In an unexpected turn of events, OnlyFans – the website that shot to international fame for the NSFW and often sexually explicit content it gives subscribers access to – recently announced plans to ban all pornographic images and videos from the platform. 

Citing the wishes of financial partners as the key factor in the decision, the team revealed that they would be prohibiting creators from posting material that is not in line with their new guidelines starting this October. 

“OnlyFans will prohibit the posting of any content containing sexually explicit conduct,” the company said in a statement provided to Variety last week. “In order to ensure the long-term sustainability of the platform, and to continue to host an inclusive community of creators and fans, we must evolve our content guidelines.”

According to the initial announcement, creators would reportedly still be allowed to post content containing nudity, providing it was still “consistent” with their “Acceptable Use Policy” – which currently allows nudity except in the case of public nudity recorded or broadcast “from a jurisdiction where public nudity is illegal”. 

However, despite boasting a user base of more than 130 million subscribers, the website found itself struggling to bring on outside investors – irrespective of the well-known fact that sex sells. First started back in November 2016, the popularity of the website exploded during the pandemic when sex workers, influencers and other celebrities relied on it as a way to make money in lieu of other means.

But such increased interest brought plenty of speculation and criticism along with it too. Investors, politicians and members of the general public have all previously expressed worries over the website’s ability to monitor content with issues of underage material appearing online of particular concern.

Initially lauded for how it “changed sex work forever”, the New York Times once described it as “the paywall of porn” – later going on to detail the experiences of several of the platform’s top earners at the time of writing back in 2019. But, you may be surprised to know that it was never intended to be a porn site. In fact, it never mentions the word once in its pitch-deck… something multiple investors have supposedly deemed “disingenuous”. 

Bowing to mounting pressure from banking partners and payment providers, OnlyFans shocked users with the announcement that they would be banning all sexually explicit content from the site… and the public was quick to voice their dismay at the seemingly contradictory move. Dubbing the decision “terrible and puritanical”, California state senator Scott Wiener later pointed out that, “Forcing sex work off of the internet doesn’t make it go away. But it does make it less safe, as sex workers have no choice but to work on the streets, where they face increased risk of violence.” 

Dominic Ford, founder of OnlyFans’ competitor JustFor.fans, echoed much the same thoughts, adding, “The adult industry is sadly used to companies cutting their teeth on the adult market and then abandoning them once they reach critical mass.” JustFor.fans creator Melrose Michaels – an active advocate for sex worker empowerment – blamed financial concerns for being “anti-porn”. 

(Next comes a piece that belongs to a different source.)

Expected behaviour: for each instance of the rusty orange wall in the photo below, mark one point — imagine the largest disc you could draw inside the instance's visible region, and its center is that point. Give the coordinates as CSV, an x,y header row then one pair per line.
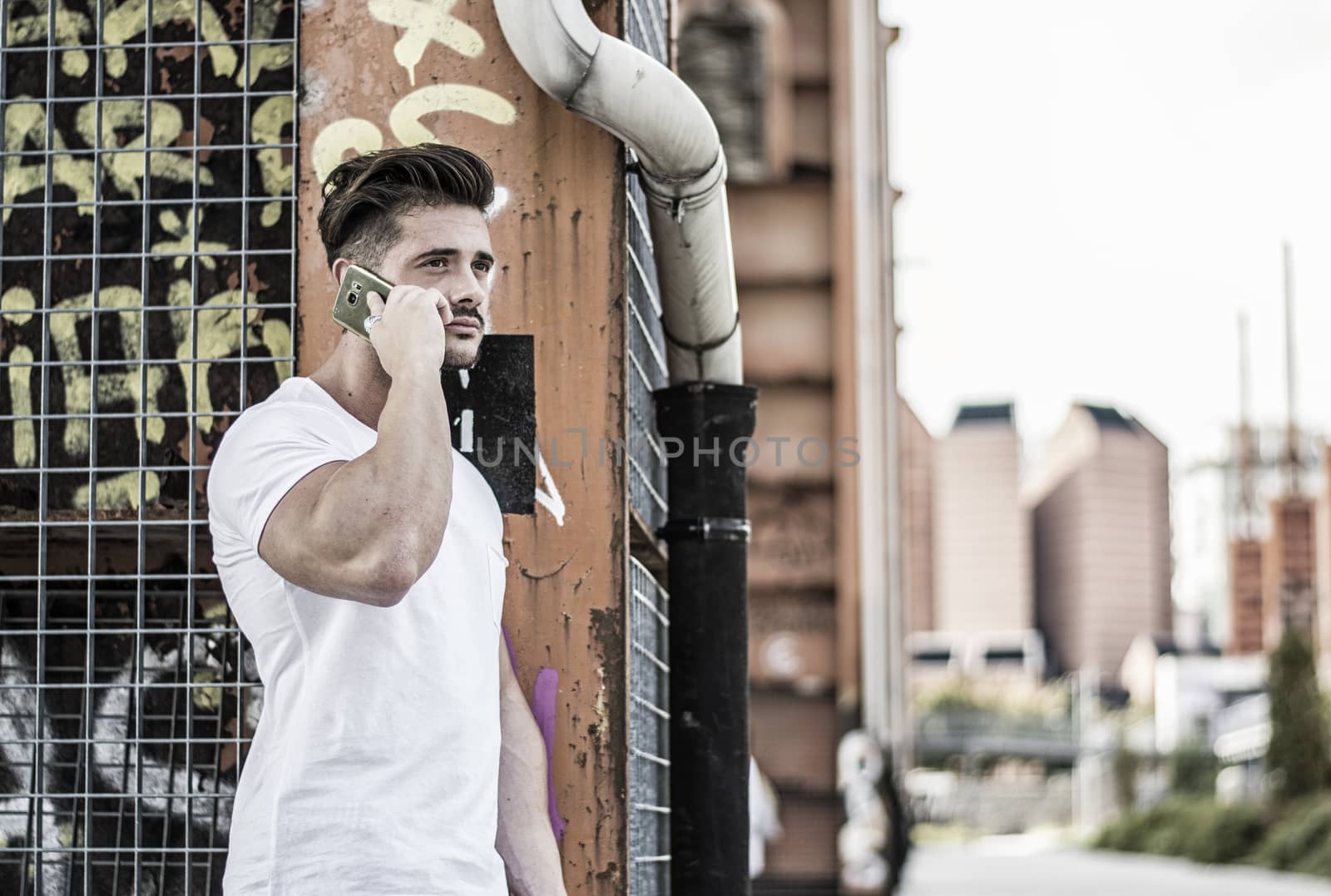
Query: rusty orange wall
x,y
413,71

Pulling in over $2 billion in sales in 2020, OnlyFans is on target to generate almost double that figure this year – all of that with thanks to the platform’s creators, many of whom rely on selling sexually explicit content as a means to survive. Realising that they would effectively kill the business without that constant intake of money, OnlyFans has since reversed the pornography ban – tweeting that they have “secured assurances necessary to support our diverse creator community and have suspended the planned October 1 policy change”. 

While the decision to backtrack has largely been welcomed by sex workers, some have been less forgiving – and rightly so.

Taking 20% of all users’ intake, the website has been capitalising off adult material since its inception almost five years ago… but their loyalties clearly lie elsewhere and content creators have admitted to feeling untrustworthy of the platform since seeing how quickly owners were willing to betray them.